Abstract

AbstractThis book starts at the end of Polybius' Histories, and investigates documentation of the Roman empire recorded by non-Romans. Intellectuals, being members of the social elite, controlled the wealth in a community and usually the political decision-making processes as well. After the destruction of Carthage and Corinth, Rome made the transition from military dominance to provincial administration and client states. This left local elites grasping for the remains of their political influence. The products of the intellectuals reflect the concerns of the day. Also the culture of intellectual exchange in place in the Mediterranean gave the local elite a means of communicating their anxieties and expectations. Historical texts offer the most explicit evidence of this trend. The texts of six contemporary historians of this period survive in enough detail to allow productive analysis: the author of 1 Maccabees, Posidonius, Diodorus Siculus, Pompeius Trogus, Nicolaus of Damascus, and Memnon of Heraclea. The book starts with a detailed analysis of the relationship between intellectuals and political authority. However, methodological difficulties are encountered because of the fragmentary nature of most of the surviving historical texts composed by non-Romans. Thus, the discussion continues by laying out an approach to the reliability of different forms of reliquiae.

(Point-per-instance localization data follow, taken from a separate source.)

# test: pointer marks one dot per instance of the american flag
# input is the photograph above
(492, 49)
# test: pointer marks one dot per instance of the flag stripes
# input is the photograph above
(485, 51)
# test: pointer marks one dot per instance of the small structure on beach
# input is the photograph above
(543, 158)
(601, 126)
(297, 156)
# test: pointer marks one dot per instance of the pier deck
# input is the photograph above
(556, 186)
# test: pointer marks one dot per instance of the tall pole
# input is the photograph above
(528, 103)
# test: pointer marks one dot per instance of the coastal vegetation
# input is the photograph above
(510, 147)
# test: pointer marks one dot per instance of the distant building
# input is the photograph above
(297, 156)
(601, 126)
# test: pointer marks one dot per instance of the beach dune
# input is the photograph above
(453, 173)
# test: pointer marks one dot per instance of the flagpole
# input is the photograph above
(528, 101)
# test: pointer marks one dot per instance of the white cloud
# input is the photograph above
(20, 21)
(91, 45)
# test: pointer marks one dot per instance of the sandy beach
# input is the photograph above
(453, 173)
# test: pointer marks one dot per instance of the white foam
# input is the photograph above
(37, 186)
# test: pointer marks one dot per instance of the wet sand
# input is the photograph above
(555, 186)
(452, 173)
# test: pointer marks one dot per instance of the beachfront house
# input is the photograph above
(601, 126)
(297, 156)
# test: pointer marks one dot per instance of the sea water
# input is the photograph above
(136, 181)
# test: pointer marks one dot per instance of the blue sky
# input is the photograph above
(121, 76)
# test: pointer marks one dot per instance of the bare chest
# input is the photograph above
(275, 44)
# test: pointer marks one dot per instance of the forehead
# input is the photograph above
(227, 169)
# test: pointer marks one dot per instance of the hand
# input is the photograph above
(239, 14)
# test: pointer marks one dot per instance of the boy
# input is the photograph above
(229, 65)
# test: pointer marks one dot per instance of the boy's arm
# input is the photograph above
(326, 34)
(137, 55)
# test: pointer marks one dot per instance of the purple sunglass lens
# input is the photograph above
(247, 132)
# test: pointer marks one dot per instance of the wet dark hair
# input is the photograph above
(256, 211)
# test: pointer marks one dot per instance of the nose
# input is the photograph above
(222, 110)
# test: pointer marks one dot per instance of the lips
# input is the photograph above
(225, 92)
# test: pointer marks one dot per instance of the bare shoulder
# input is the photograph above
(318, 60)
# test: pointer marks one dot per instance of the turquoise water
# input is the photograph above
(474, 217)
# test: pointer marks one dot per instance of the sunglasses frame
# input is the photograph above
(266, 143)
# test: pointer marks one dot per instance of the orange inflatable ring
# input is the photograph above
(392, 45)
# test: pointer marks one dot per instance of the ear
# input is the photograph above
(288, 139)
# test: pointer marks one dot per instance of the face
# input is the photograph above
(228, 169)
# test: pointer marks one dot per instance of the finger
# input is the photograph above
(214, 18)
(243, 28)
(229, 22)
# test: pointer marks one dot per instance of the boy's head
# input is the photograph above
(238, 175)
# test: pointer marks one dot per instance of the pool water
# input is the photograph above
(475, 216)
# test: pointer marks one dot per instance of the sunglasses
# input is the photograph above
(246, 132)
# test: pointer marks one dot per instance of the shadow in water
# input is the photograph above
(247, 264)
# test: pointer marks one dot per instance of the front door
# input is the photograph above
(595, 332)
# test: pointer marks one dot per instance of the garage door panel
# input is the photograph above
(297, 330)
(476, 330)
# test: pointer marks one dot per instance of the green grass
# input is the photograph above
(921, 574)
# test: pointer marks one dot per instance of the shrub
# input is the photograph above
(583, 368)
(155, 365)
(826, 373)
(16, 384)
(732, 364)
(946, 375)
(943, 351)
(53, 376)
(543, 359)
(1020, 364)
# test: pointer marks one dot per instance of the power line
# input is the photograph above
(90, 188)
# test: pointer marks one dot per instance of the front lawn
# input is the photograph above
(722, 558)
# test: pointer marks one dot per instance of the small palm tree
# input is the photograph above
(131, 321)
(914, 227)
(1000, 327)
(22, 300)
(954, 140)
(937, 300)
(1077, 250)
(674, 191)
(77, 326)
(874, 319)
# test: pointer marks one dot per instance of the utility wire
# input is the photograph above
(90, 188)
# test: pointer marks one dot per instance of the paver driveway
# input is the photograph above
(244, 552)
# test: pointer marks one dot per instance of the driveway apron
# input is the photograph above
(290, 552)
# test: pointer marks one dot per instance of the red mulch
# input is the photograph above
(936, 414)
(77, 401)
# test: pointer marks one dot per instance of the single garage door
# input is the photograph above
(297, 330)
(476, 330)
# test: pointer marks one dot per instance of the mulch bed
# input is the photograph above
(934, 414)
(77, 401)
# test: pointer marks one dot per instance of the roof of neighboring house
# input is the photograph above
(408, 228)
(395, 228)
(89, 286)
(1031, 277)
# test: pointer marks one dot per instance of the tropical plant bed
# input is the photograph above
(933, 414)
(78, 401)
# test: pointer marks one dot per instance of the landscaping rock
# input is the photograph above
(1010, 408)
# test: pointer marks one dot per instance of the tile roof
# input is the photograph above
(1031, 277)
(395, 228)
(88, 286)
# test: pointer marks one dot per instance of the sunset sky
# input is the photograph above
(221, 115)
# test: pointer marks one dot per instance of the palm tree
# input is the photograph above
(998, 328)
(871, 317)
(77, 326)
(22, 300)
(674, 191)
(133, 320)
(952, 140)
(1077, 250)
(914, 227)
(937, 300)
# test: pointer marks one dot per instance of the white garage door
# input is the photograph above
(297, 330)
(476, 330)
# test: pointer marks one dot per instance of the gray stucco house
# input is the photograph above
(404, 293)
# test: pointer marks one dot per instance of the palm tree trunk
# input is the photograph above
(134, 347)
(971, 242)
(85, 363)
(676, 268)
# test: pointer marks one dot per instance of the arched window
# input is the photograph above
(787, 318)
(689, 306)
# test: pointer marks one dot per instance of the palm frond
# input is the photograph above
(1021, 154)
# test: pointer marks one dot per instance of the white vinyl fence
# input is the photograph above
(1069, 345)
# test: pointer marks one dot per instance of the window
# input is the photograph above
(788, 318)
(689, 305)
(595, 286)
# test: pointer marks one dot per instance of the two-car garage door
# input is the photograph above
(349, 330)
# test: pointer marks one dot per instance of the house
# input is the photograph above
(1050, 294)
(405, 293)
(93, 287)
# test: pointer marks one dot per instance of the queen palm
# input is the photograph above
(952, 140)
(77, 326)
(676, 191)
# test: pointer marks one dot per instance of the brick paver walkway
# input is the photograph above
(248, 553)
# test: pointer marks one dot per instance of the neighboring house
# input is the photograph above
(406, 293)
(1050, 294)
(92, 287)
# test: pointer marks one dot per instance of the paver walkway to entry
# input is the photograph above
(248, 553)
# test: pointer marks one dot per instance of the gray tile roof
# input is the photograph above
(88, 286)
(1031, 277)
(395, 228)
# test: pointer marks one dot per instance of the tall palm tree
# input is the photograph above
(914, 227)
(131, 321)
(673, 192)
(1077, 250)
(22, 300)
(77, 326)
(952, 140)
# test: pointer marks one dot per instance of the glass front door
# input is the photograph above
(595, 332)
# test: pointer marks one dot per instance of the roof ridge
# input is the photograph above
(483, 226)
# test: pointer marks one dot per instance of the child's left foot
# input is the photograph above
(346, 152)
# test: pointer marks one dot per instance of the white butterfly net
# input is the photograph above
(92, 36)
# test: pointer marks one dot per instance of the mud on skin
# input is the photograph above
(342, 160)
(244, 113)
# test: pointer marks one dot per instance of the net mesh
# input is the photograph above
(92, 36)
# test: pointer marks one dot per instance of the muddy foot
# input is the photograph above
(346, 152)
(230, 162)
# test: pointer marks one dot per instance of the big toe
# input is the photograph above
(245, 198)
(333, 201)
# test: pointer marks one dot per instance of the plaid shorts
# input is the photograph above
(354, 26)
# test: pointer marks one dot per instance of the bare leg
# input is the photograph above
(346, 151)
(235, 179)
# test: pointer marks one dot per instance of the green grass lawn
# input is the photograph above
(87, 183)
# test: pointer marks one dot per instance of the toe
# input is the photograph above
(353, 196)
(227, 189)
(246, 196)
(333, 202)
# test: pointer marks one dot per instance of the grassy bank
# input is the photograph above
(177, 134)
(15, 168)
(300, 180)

The remainder of the study looks at the political dimensions of the themes present in the contemporary history-writing of non-Romans, how narrative structures help to further the compositional objectives of each historian, and mythological and ethnographical characterizations of the Romans, their domestic affairs, and their involvement with the wider Mediterranean. The study also explores the portrayal of potential rivals for political dominion of the Mediterranean. The book shows that the historians are working not with models of endorsement or resistance, but instead with an eye to the pragmatic issues of harmonious co-existence. Rome is treated as an ultimate authority, intrinsically neither good nor bad.